Florida lawmakers get rid of "no fault" insurance law
Committees of the Florida House and Senate each voted to abolish the state's no fault auto insurance law Thursday.
The system has resulted in many fraudulent claims. Still, no one is sure if the reform will end the fraud.
Adrian Groham was t-boned by an uninsured driver with two kids in the car. She quickly exhausted the $10,000 in personal injury protection insurance that she carried.
"My daughter was airlifted and we were brought to the hospital. All that [money] was gone. There was nothing else to pay for that," Groham said.
Adrian was brought to the capitol by lawyers favoring legislation ending personal injury protection. It would be replaced with a requirement for two and a half times more bodily injury coverage.
Sponsor Erin Grall said even with more bodily injury coverage, rates should still go down.
"[I expect a] decrease of about eight percent or $81 per policy," she said.

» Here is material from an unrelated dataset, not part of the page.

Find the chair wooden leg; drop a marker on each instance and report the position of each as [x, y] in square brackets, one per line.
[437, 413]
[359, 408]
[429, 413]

Advocates said higher coverage limits will cause more to go without insurance.
"Who's going to get hit the hardest with having to pay for that increased BI coverage? It's going to be the people who can least afford it," Attorney Mark Cederberg said.
A skeptical Representative Jared Moskowitz voted yes, but had this surprisingly candid remark, "I just can't think of an example where government has done something with the intention of lowering insurance rates and it's had that intended purpose."
A third group said what's really needed is a deadline for insurance companies to pay claims. Legal reform groups said little will change with the bill.
William Large with the Florida Justice Reform Institute said, "You're going to have a litigation system that has a pot of silver under it be replaced by a litigation system that has a pot of gold underneath it."
A timetable would force lawyers to settle weak cases quickly lowering legal fees.